Radio and television broadcaster in Okinawa Prefecture, Japan

Ryukyu Broadcasting Corporation (琉球放送株式会社, Ryūkyū Hōsō Kabushiki-gaisha) is a Japanese regional broadcasting company headquartered in Naha, Okinawa Prefecture. The broadcaster's radio division, RBC iRadio, callsign JORR serves as an affiliate of the Japan Radio Network, while its television division, RBC Television, callsign JORR-DTV (channel 3) serves as an affiliate of the Japan News Network. Both stations serve said prefecture while its studios and headquarters are located in the Kumogi district of Naha which is shared with the headquarters of Ryukyu Asahi Broadcasting, which RBC has a relationship with. The station commenced its radio broadcasts in October 1954 and television broadcasts in June 1960.

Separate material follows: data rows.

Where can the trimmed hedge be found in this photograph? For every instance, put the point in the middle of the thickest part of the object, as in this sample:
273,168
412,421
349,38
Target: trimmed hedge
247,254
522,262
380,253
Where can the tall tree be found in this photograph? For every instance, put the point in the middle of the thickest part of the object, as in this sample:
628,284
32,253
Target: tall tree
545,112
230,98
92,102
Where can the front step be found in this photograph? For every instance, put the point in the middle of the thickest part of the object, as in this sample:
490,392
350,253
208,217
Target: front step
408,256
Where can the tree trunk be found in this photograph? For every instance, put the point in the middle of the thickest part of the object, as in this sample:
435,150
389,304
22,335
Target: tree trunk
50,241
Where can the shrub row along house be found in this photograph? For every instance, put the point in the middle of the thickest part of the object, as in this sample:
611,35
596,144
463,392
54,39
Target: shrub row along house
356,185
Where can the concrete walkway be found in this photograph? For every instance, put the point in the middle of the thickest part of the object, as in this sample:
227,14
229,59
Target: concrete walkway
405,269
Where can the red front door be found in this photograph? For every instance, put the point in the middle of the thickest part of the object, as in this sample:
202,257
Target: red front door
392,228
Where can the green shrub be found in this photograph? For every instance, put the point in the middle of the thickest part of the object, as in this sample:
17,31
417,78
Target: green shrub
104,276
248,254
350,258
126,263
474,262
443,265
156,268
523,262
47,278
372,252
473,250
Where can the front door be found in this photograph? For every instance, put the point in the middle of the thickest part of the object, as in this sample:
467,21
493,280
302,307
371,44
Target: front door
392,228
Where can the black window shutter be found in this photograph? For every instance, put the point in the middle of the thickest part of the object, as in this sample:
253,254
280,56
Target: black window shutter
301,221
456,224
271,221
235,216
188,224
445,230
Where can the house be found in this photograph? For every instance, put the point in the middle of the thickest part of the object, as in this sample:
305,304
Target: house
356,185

RBC's radio division, "RBC iRadio", is one of 4 JRN-only affiliates in the country, and the only one that carries JRN programming as a non-core affiliate. The other 3 JRN-only affiliates are key stations TBS Radio, CBC Radio, and RKB Radio.

== History ==

=== Okinawa under US rule ===
On May 16, 1949, the radio station Voice of Ryukyus was founded by the U.S. military government in the Ryukyu Islands for a trial broadcast under the call sign AKAR, and officially started broadcasting on January 21, 1950, as the first Japanese language broadcast by the U.S. military government to the Ryukyu people, with 75% of the programs broadcast by NHK and 25% by the U.S. Military Government. On February 1, 1953, its call sign changed to KSAR, alongside the increase of the broadcaster's transmitting power. On April 1, 1954, the radio station was handed over to the University of Ryukyu Foundation owing to a shift in the broadcasting industry in the United States, which had an impact on Okinawa as well.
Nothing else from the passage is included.